Finite integral domains are commutative?

Question

Here, integral domain is a non-zero ring $R$ (not necessarily commutative, and not necessarily contains unity), in which $ab=0$ implies $a=0$ or $b=0$.

Question If $R$ is a finite integral domain, is it necessarily commutative?

Answer 1

The pieces of this proof are already strewn about the site.
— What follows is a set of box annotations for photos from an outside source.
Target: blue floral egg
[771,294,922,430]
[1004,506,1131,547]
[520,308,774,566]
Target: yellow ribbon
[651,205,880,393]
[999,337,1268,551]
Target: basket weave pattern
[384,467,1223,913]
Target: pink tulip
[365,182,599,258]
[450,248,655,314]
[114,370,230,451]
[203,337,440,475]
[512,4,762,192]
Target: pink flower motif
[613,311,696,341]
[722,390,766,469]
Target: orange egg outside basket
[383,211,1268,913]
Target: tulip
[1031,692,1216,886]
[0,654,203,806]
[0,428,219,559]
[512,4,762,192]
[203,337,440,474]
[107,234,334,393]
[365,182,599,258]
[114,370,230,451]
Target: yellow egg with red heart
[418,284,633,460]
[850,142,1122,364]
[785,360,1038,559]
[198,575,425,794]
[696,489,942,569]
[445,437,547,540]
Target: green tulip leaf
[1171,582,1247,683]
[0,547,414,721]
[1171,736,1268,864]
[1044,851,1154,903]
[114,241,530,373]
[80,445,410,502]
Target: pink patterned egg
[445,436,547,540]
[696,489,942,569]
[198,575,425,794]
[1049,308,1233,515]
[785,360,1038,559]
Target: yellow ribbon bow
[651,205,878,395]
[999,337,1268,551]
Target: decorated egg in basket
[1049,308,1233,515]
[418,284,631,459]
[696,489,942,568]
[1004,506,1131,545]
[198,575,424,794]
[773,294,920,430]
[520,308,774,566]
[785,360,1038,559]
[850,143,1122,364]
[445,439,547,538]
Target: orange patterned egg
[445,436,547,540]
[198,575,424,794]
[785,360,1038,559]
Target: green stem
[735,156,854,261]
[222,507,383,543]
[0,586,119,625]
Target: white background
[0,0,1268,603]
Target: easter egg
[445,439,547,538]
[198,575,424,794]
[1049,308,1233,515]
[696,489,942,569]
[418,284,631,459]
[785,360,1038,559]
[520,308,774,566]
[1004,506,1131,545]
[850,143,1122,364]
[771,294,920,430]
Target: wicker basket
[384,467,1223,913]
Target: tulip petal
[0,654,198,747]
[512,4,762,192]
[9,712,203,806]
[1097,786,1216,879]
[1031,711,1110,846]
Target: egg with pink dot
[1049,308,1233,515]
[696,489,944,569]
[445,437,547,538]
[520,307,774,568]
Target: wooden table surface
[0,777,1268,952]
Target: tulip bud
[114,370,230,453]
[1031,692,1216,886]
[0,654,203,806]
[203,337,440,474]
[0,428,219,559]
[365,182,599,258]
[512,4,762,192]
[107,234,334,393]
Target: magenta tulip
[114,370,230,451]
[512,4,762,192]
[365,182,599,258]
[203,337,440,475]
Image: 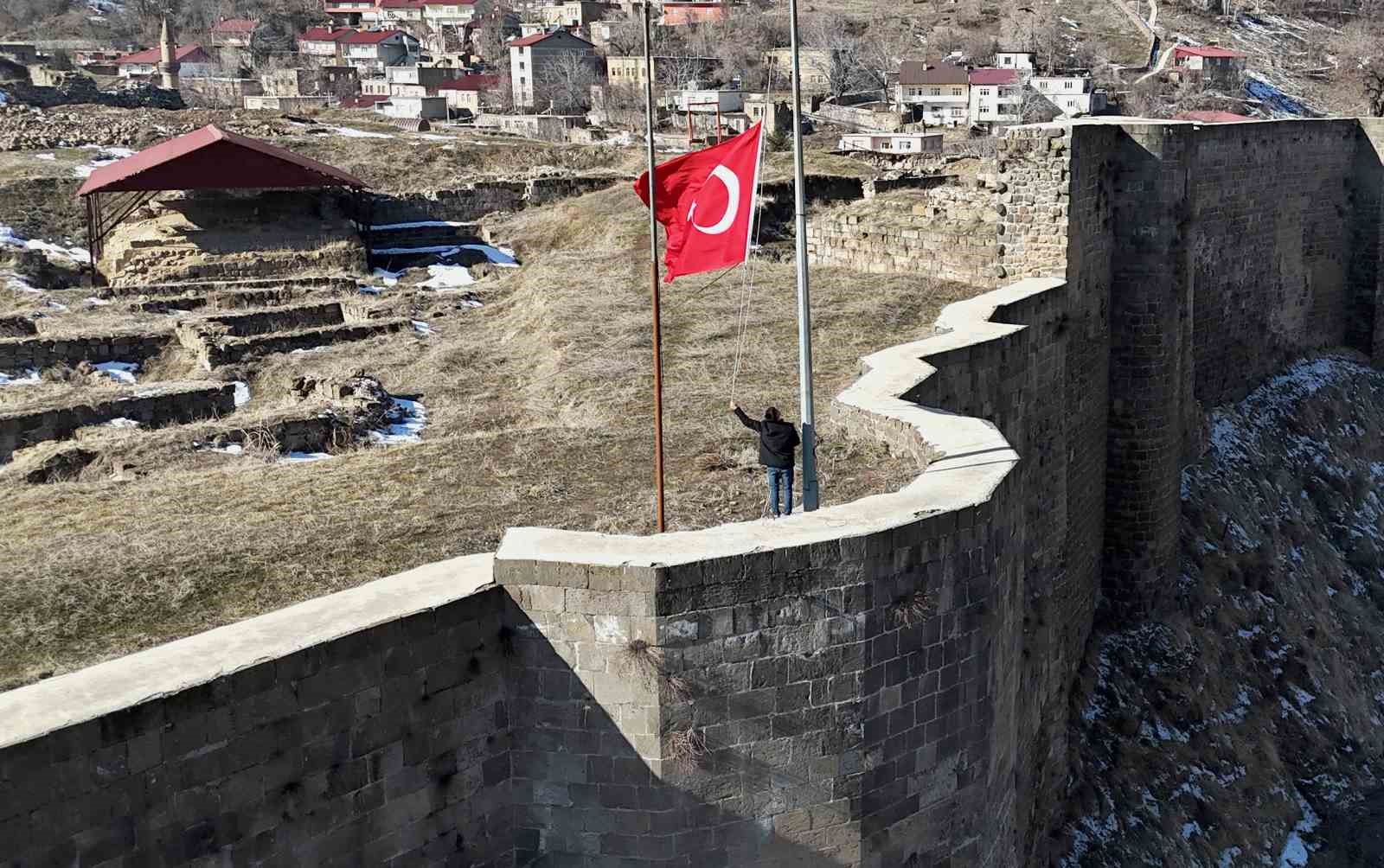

I think I'll tidy it into a single argument though.

A nonzero finite ring with no nonzero zero divisors has identity.

First of all, left multiplication by a nonzero element makes an injective map. (This is shown multiple times throughout the site, and follows easily from the hypothesis.) Since an injective map on a finite set is surjective, we can solve $ax=b$ whenever $a$ is nonzero.

Given nonzero $a$, there us a $b$ such that $ab=a$. Then $a(b-b^2)=0$ implies $b=b^2$.

For an arbitrary $c$, $(cb-c)b=0$ implies $cb=c$ for all $c$. Thus the ring has a right identity. Symmetrically, it has a left identity, and these are necessarily equal and are the identity if the ring.

The surjective try argument given above now allows you to show the ring is a division ring.

Finally, the hard part is showing that it is commutative, a result known as Wedderburn's Little Theorem. You can find proofs online and in many books. It takes a bit of work that is not worth reproducing here.